Segundo o texto aprovado, as contas de detentores de mandatos, ministros e secretários não poderão bloquear o acesso de usuários às suas publicações.
Para viabilizar a votação, o relator retirou toda a parte que tratava de eleições. Com isso, ficou de fora, por exemplo, a determinação para o pagamento de multa de até R$ 1 milhão a candidatos que se beneficiarem com propaganda com conteúdo manipulado para atacar os adversários durante as eleições.
Facebook, Google, Twitter e WhatsApp, em análise enviada a senadores, caracterizaram a legislação como “um projeto de coleta massiva de dados das pessoas resultando no aprofundamento da exclusão digital e pondo em risco a privacidade e segurança de milhares de cidadãos”.
O relatório foi estruturado sobre o projeto de lei do senador Alessandro Vieira (Cidadania-SE). A proposta, caso aprovada pela Câmara e sancionada pelo presidente Bolsonaro, institui a Lei Brasileira de Liberdade, Responsabilidade e Transparência na Internet.
Mesmo com as mudanças feitas poucas horas antes da votação, o projeto foi a plenário sem acordo. No começo da tarde desta terça havia cinco requerimentos para a retirada de pauta. Um grupo de senadores reivindicou a realização de audiências virtuais para debater a proposta, antes que ela fosse colocada em apreciação.
O senador Plínio Valério (PSDB-AM), por meio de um requerimento aprovado pelo presidente da Casa, Davi Alcolumbre (DEM-AP), defendeu a retirada do projeto da pauta. Ele alegou que a proposta não tinha relação com a pandemia causada pelo novo coronavírus, que têm prioridade nas votações no Senado.
O pedido foi negado por Alcolumbre. Ele afirmou que, apesar das divergências, a votação da matéria em plenário era urgente, devido aos ataques que são feitos em redes sociais.

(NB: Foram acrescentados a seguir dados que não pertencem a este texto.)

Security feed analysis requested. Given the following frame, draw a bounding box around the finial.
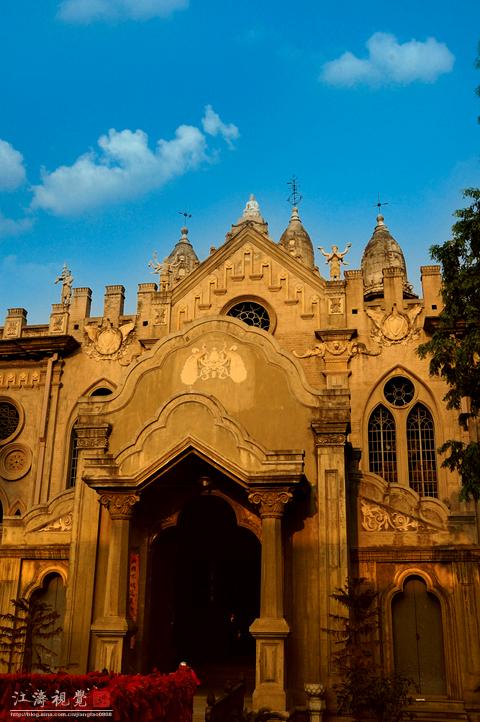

“O Senado dará um sinal claro na votação desta matéria, que estamos buscando conhecer e entender esse universo que precisa ser reconhecido de liberdade de expressão, mas que alguns criminosos usam para agredir a vida de milhares de brasileiros”, disse.
O líder do MDB, Eduardo Braga (AM), alegou que o projeto não se trata de mordaça.
“Quem quiser dar sua opinião que o faça, mas não atrás das máquinas de fake news que se instalaram no país. É preciso colocar um freio na pandemia de fake news.”